St John the Evangelist's Church, Darlington is a Grade II listed former Church of England church on Neasham Road, Darlington, County Durham.

==History==

The church was designed by John Middleton and built between 1847 and 1849. The foundation stone was laid on 10 September 1847 by George Hudson Esq M.P. The design included a spire projected to be 160 ft high sitting on the 90 ft tower, but this was never added.
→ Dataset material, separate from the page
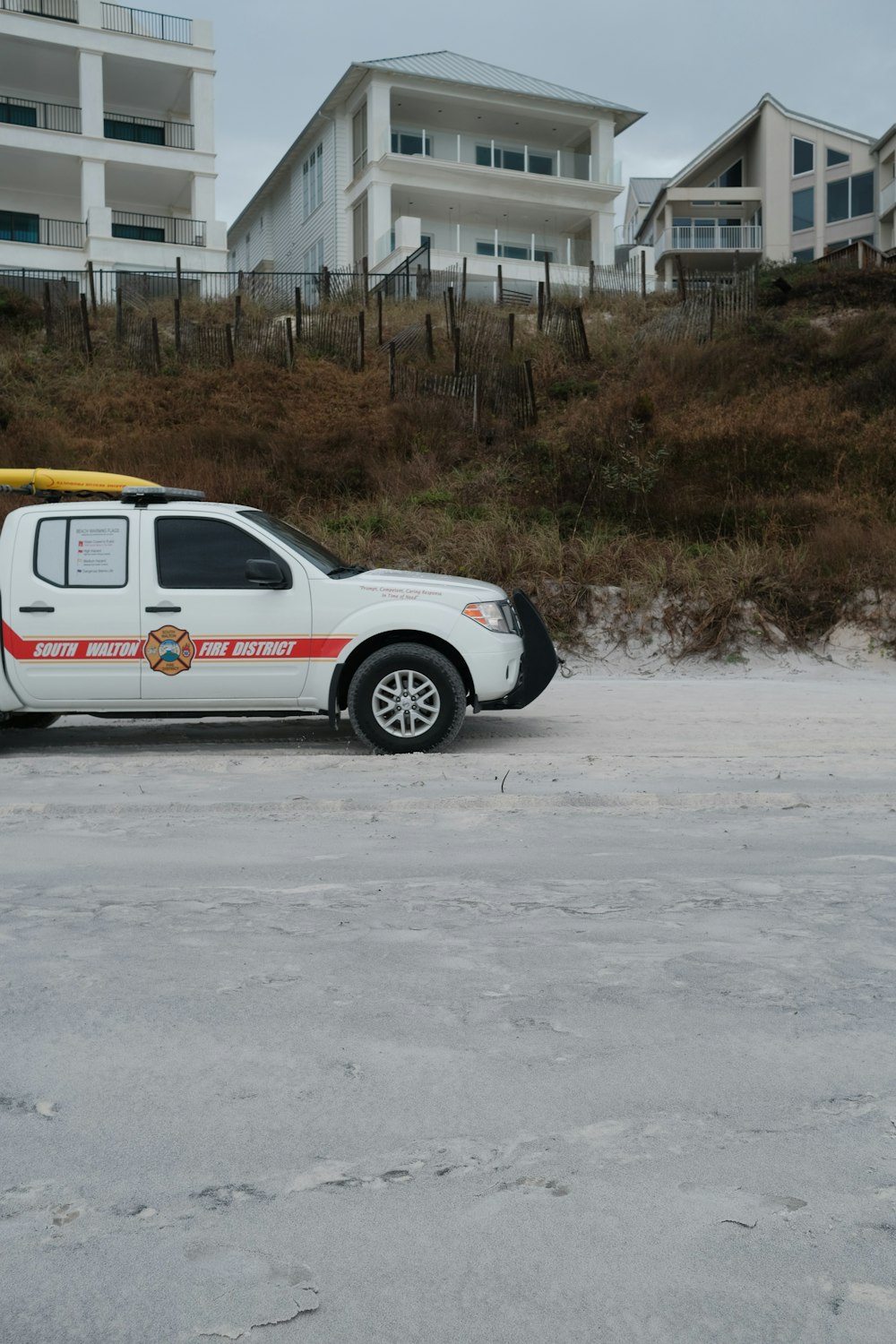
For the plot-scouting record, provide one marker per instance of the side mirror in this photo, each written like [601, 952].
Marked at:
[265, 574]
The church opened for worship on 3 January 1850.

The debt took some time to pay off, but by 1853 the Bishop of Durham agreed to consecrate the church and it took place on 16 July 1853.

The vestries were added in 1900 by W.S. Hicks.

In December 2022, it was announced the church was to close due to declining congregation numbers and rising running costs, a final service was held on 5 February 2023.

==Organ==

Initially services were accompanied by a Seraphine. A pipe organ was presented in 1857 by Nathaniel Plews, which was second hand from Bedale church. However, this proved to be unsatisfactory and in 1865 a new organ was installed by Mr. Nicholson of Newcastle upon Tyne which included parts from the old organ. The cost was £150.

This organ was replaced in 1890 when a 2 manual organ was built by H.S. Vincent and Company of Sunderland. The opening recital was given on 18 September 1890 by Philip Armes, organist of Durham Cathedral. A specification of the current organ can be found on the National Pipe Organ Register. It has been awarded a Grade II* listing by the British Institute of Organ Studies.

==Bells==
The tower contains a ring of 8 bells. Five were installed in 1848 by Charles and George Mears. Three more were added in 1893 by Mears and Stainbank.